For Skechers, the second quarter of 2018 turned out to be robust for its business in China as it sold 5.6 million pairs of shoes during the period, breaking its own seasonal sales record, according to David Weinberg, the company's chief operating officer.
This June the company announced that the compound growth rate of its sales revenue in China over the past 10 years reached 73 percent. It also aims to have 3,100 shops in China by the end of 2018, up from 2,339 in 2017.
"We expect sales to top 15 billion yuan ($2.2 billion) in China by 2018," said Willie Tan, CEO of the company's Asia-Pacific region.
The fast expansion of Skechers reflects China's growing sportswear consumption. Indeed, the demand for sports-related products and services is growing, and insiders predict 2018 will see explosive growth in the industry.
Earlier this month, Ou Xiaoli, director general of social development at the National Development and Reform Commission said the sports industry is expected to be a new driver of the country's economy, predicting that it will top 1 trillion yuan by the end of 2018, with the number of the related companies increasing by a fifth. The industry will also provide jobs for more than 4.4 million people.
Ou said the industrial structure has seen continued upgrades with added value from the service side contributing more than 50 percent of the entire industry's added value. The growth rate of casual sports, fitness and sports competition business also exceeded 20 percent.
Another booming business area is marathons, which have gained popularity in recent years across the country. According to a report by the Chinese Athletic Association, the number of marathons with more than 800 participants has increased fiftyfold from 22 in 2011 to 1,102 in 2017.
"Marathons have become the most influential and popular activity in China," said Yu Hongchen, vice-president of the CAA. The association also predicted that by 2020, the country will host 1,900 marathons and the industry's size will grow to 120 billion yuan.
Developing a sports industry is also on the agenda for Chinese regional governments.

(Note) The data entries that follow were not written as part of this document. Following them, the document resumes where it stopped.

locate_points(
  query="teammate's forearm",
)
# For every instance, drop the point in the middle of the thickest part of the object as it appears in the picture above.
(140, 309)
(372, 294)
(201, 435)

In July, Hainan province secured 35 billion yuan of investment in its sports industry park in Sanya, including a water sports town, two premium themed hotels, sports parks, and games and competitions.
"Being the new pilot free trade zone has brought Hainan a rare opportunity to develop its culture and sports industry," said Lin Guangqiang, head of the Hainan Provincial Department of Culture, Radio, Film, Television, Publication and Sports. "Through this investment promotion, a number of key projects will be launched to meet people's growing consumption demand for sports and culture."
In early August, Jiangsu province also released four documents on the development of its water, aviation, outdoor and snow sports.
"As incomes increase, more and more people are looking for exciting entertainment and sports activities, and it has created a great opportunity for the province to develop water sports," the government document said.
The private capital markets have also been active in sports-related investment.
According to Newseed's database, a service company for startups and investors, from April to early August there were 17 financing activities in sports-related companies attracting more than 5.9 billion yuan.
Suning Sports, the sports branch of e-commerce giant Suning, alone netted $600 million in its A-round financing, while Ali Sports, Alibaba's sports branch, and iQiyi Sports, online entertainment service provider iQiyi's sports channel, attracted 1.2 billion yuan and 500 million yuan's respectively.